Assim, no momento em que um jornalista é atacado, o direito à liberdade de expressão é restringido justamente por quem promove a censura, ou seja, as autoridades públicas. No caso do Brasil, a imprensa, de um modo geral, aponta o STF como um órgão censurador, principalmente depois da decisão prevendo a responsabilização de veículos de imprensa por entrevistas com supostos indícios de falsidade, abrindo caminho para uma leitura que pode servir de base para restringir a atuação dos veículos de comunicação e dos profissionais da imprensa. Com essa decisão o Supremo legislou, criando, segundo o constitucionalista Lenio Streck, uma “lei geral e abstrata para o futuro”.

O início desse absurdo começou com o inquérito das fake news – também conhecido como o inquérito do fim do mundo-, comandado pelo ministro Alexandre de Moraes, do Supremo Tribunal Federal (STF), desde 2019, sempre de forma sigilosa. As investigações já miraram empresários, políticos e usuários das redes sociais. Seu objetivo oficial seria apurar fatos sobre notícias fraudulentas e ameaças à Suprema Corte, ministros e familiares veiculadas na internet.

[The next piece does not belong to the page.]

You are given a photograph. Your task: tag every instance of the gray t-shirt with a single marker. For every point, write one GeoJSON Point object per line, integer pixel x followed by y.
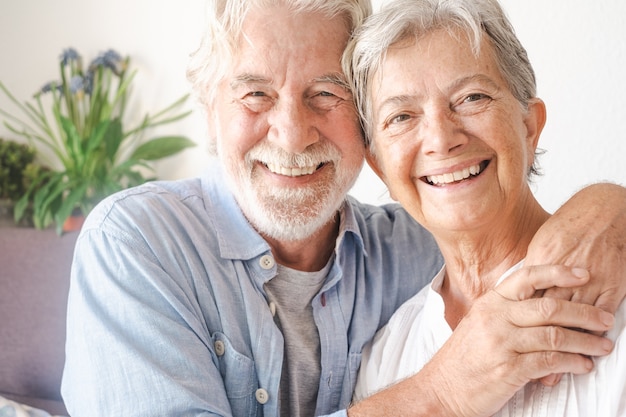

Nossa Carta Magna reservou à imprensa um bloco normativo com o apropriado nome “Da Comunicação Social” (capítulo V do título VIII), a ela destinando o direito de revelar as coisas respeitantes à vida do Estado e da própria sociedade. Nossa Carta trata a liberdade de informação jornalística e a liberdade de imprensa como sinônimos, rechaçando qualquer censura prévia a “um direito que é signo e penhor da mais encarecida dignidade da pessoa humana, assim como do mais evoluído estado de civilização”.

Os direitos que dão conteúdo à liberdade de imprensa são bens de personalidade que se qualificam como sobredireitos. Patrocínio, Murat e Ruy Barbosa, criticando a censura imposta no início da República, indagavam:

“Que República é esta, então, em que não se pode pensar o que se quer e não se pode dizer o que se pensa”.

O que hoje vivemos nos lembra Beaumarchais, em sua obra O Casamento de Figaro, criticando a censura:

“Contanto que eu não fale em meus escritos nem da autoridade, nem do culto, nem da política, nem da pessoa de boa situação, nem dos corpos que têm prestígio, nem da ópera nem dos demais espetáculos, nem de ninguém que esteja ligado a qualquer coisa, posso imprimir tudo livremente, sob a inspeção de dois censores”. Mutatis Mutandis, é o que estamos vivendo.

*Luiz Holanda, advogado e professor universitário.